Digital sound and processing


Image

Video

Stray signals and noise


For more, see Category:Audio, video, images


Related to frequency bands

Band-limited and time-limited

This article/section is a stub — probably a pile of half-sorted notes, is not well-checked so may have incorrect bits. (Feel free to ignore, fix, or tell me)

A signal is band-limited if it has no frequency content beyond a cutoff point (frequency content zero above a certain finite frequency).

A signal is time-limited if it exists within limited time (nonzero for a finite length time interval).


Frequency-division multiplexing (FDM)

Wireless telecommunication often applies frequency-division multiplexing, meaning that multiple baseband signals are modulated on different carrier waves.

These signals can be put on the same medium, because they're not in each other's way, and with some filtering and demodulating you can get back the original baseband signal.

This is particularly useful for media where you must share, like longer-distance aerial EM transmission.

Downsides include that it is relatively inefficient use of the available spectrum.

Non-FDM methods (for comparison)

Time-division multiplexing (TDM) puts different signals on the same medium, interleaving them over time.

Simpler TDM has fixed-order, fixed-length slots, often pre-allocated. Often used on wired telecommunication. The upside is that it can utilizes the medium efficiently within each time division.

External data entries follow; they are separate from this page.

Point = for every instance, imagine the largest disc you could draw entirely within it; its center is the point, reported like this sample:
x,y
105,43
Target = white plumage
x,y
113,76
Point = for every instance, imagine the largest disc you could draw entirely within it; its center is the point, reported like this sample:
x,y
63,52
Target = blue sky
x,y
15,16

On wired, dedicated channels you can also leave them as baseband signals, which can be simpler.


Packet mode / Statistical TDM is similar to basic TDM but additionally manages/schedules the time slots / packets.

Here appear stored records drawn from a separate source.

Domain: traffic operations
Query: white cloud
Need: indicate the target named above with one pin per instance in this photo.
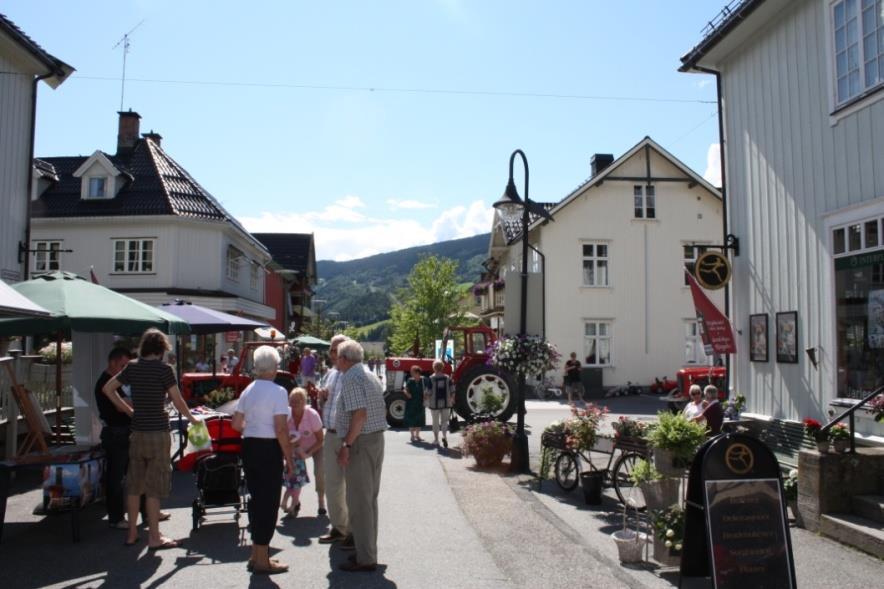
(410, 204)
(342, 233)
(713, 165)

When channels don't always have the same amount to send this will be more efficient use of the medium, at the cost of more management.

Some systems combine multiplexing. For example, local wireless systems (such as WiFi, bluetooth) combine FDM and TDM, in that they apply TDM methods in assigned bands on the EM spectrum.


There are other variations on the time-based idea, with different upsides and downsides. Common downsides include that:

  • time divisions may go unused (particularly in TDM),
  • there is some implied lag (though dependent on the speed of the channel and the time slot length; in fibre and simiarly fast systems it is rarely large enough to matter)
  • the medium is often used in a lowest-common-demoninator way, in that
    • all participants have to agree and cooperate
    • it is somewhat easier for one misbehaving participant to disrupt the channel
    • it is hard to move to a new technology on an existing channel (consider WiFi)

Wideband; broadband

A relative term, describing that a spectrum contains a wide range of frequencies, often in relation to a channel's (coherence) bandwidth.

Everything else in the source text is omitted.